Let’s take one final trip down the Alden/Digital First Media/Journal Register/MediaNews Group memory road — many names for many iterations of one company. One smart observer has noted that the company has changed how it appears on its newspaper websites. “Copyright © 2018 Digital First Media” has been replaced by “Copyright © 2019 MediaNews Group, Inc.”. “Digital First Media” — the so-ironic-in-retrospect moniker that once-high-flying CEO John Paton gave the company after its double-bankruptcy birth at the end of 2013 — has been swapped for MediaNews Group, one of those two companies that later formed DFM. For a chain best known for milking print — and providing relatively little investment for digital — that’s probably a better choice than Digital Last Media. In fact — full circle — one of Alden’s central contentions about why Gannett management has to go is that it has overinvested in “digital.” (Cue the image of Slim Pickens enjoying his final descent in Dr. Strangelove.)

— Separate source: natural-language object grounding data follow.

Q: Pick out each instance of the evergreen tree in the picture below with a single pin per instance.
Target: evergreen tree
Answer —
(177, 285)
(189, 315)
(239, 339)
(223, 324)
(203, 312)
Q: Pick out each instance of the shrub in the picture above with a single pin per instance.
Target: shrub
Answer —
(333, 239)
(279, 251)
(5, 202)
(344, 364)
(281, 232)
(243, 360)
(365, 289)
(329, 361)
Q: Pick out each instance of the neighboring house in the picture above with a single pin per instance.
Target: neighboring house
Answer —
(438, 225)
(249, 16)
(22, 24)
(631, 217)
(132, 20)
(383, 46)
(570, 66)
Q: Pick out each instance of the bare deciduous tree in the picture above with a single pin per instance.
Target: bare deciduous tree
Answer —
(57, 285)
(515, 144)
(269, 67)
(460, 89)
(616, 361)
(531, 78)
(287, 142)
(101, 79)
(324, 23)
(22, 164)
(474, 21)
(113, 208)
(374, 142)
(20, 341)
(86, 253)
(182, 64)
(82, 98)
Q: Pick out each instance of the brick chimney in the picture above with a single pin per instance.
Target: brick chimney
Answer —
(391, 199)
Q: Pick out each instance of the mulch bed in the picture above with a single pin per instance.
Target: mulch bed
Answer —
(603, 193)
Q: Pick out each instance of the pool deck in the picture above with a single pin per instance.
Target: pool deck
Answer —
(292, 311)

The ground has also recently shifted under GateHouse, formally known as New Media Investment Group. CEO Mike Reed has threaded the needle more successfully than most of his peers. He’d been a savvy buyer of properties, at good prices, and investors had liked his transformation model, which focuses on centralization and local commerce. (He explained it here at the Lab last summer.) But though GateHouse’s 2018 performance was at the high end of the industry — a revenue decline of only 5.3% — Reed failed to meet his flat target of 0 percent revenue change year over year. Investors believe the bloom is off the GateHouse rose, and they’ve taken its share price from $19 last July to under $11 now.

Given all that, GateHouse’s ability to keep growing — buying more newspapers from smaller and family chains that want to sell — is now limited.

So might Plan B for GateHouse — and its managing partner, Fortress Investment — be a merger with Gannett?

Let’s just say for now that it wouldn’t be surprising if the idea has been broached.